EXEQUENTE | : CAIXA ECONÔMICA FEDERAL - CEF |
EXECUTADO | : DOCE CAFE LTDA |
ADVOGADO(A) | : IGNARA COMPARIN TAMIOZZO (OAB RS123807) |
EXECUTADO | : MANUELA MORAES TEIXEIRA |
ADVOGADO(A) | : IGNARA COMPARIN TAMIOZZO (OAB RS123807) |
DESPACHO/DECISÃO
Trata-se de pedido de desbloqueio de valores (evento 27, PET1) efetivados nas contas bancárias da executada DOCE CAFÉ LTDA (evento 28, SISBAJUD1) via SISBAJUD. A executada alega que os valores são imprescindíveis para a manutenção de suas atividades, detalhando a crise financeira da empresa. Argumenta que os valores bloqueados são essenciais para cobrir despesas operacionais básicas, salários e fornecedores, e solicita a liberação imediata para evitar o encerramento das atividades.

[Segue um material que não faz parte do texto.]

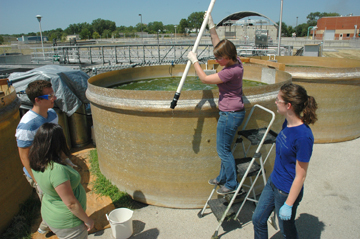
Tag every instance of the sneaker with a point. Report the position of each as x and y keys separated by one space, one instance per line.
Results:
x=213 y=182
x=43 y=228
x=224 y=190
x=41 y=231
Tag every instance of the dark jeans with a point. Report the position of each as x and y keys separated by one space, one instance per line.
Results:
x=227 y=126
x=271 y=198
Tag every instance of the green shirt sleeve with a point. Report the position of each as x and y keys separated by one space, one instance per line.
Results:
x=59 y=175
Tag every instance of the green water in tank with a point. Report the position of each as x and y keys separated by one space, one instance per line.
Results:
x=171 y=84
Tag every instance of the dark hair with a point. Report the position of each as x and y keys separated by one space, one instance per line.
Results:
x=226 y=48
x=35 y=89
x=300 y=101
x=49 y=142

A exequente, devidamente intimada, discordou da liberação dos valores, aduzindo que "a jurisprudência é pacífica no sentido de que a mera alegação de crise financeira não afasta a possibilidade de penhora, especialmente quando os valores são oriundos de atividade empresarial típica, como é o caso da executada, cuja constituição já pressupõe risco de mercado." Argumenta que "não há comprovação efetiva da indispensabilidade específica dos valores penhorados, nem demonstração inequívoca de que a empresa esteja em vias de encerramento ou em processo de recuperação judicial que ensejasse eventual juízo universal. Os documentos juntados (extratos, boletos vencidos e mensagens) indicam inadimplemento generalizado, mas não demonstram que os valores bloqueados comprometeriam, de forma absoluta, a continuidade da atividade econômica. Ressalte-se ainda que a empresa não indicou qualquer bem alternativo à penhora, nem propôs forma de parcelamento ou composição do débito, o que denota ausência de boa-fé e cooperação no processo executivo" - evento 33, PET1.
É o relatório.
O art. 833 do Código de Processo Civil prevê os bens sobre os quais recai a impenhorabilidade absoluta, nos seguintes termos:
Art. 833. São impenhoráveis:
I - os bens inalienáveis e os declarados, por ato voluntário, não sujeitos à execução;
II - os móveis, os pertences e as utilidades domésticas que guarnecem a residência do executado, salvo os de elevado valor ou os que ultrapassem as necessidades comuns correspondentes a um médio padrão de vida;
III - os vestuários, bem como os pertences de uso pessoal do executado, salvo se de elevado valor;
IV - os vencimentos, os subsídios, os soldos, os salários, as remunerações, os proventos de aposentadoria, as pensões, os pecúlios e os montepios, bem como as quantias recebidas por liberalidade de terceiro e destinadas ao sustento do devedor e de sua família, os ganhos de trabalhador autônomo e os honorários de profissional liberal, ressalvado o § 2º ;
V - os livros, as máquinas, as ferramentas, os utensílios, os instrumentos ou outros bens móveis necessários ou úteis ao exercício da profissão do executado;
VI - o seguro de vida;
VII - os materiais necessários para obras em andamento, salvo se essas forem penhoradas;
VIII - a pequena propriedade rural, assim definida em lei, desde que trabalhada pela família;
IX - os recursos públicos recebidos por instituições privadas para aplicação compulsória em educação, saúde ou assistência social;
X - a quantia depositada em caderneta de poupança, até o limite de 40 (quarenta) salários-mínimos;
XI - os recursos públicos do fundo partidário recebidos por partido político, nos termos da lei;
XII - os créditos oriundos de alienação de unidades imobiliárias, sob regime de incorporação imobiliária, vinculados à execução da obra.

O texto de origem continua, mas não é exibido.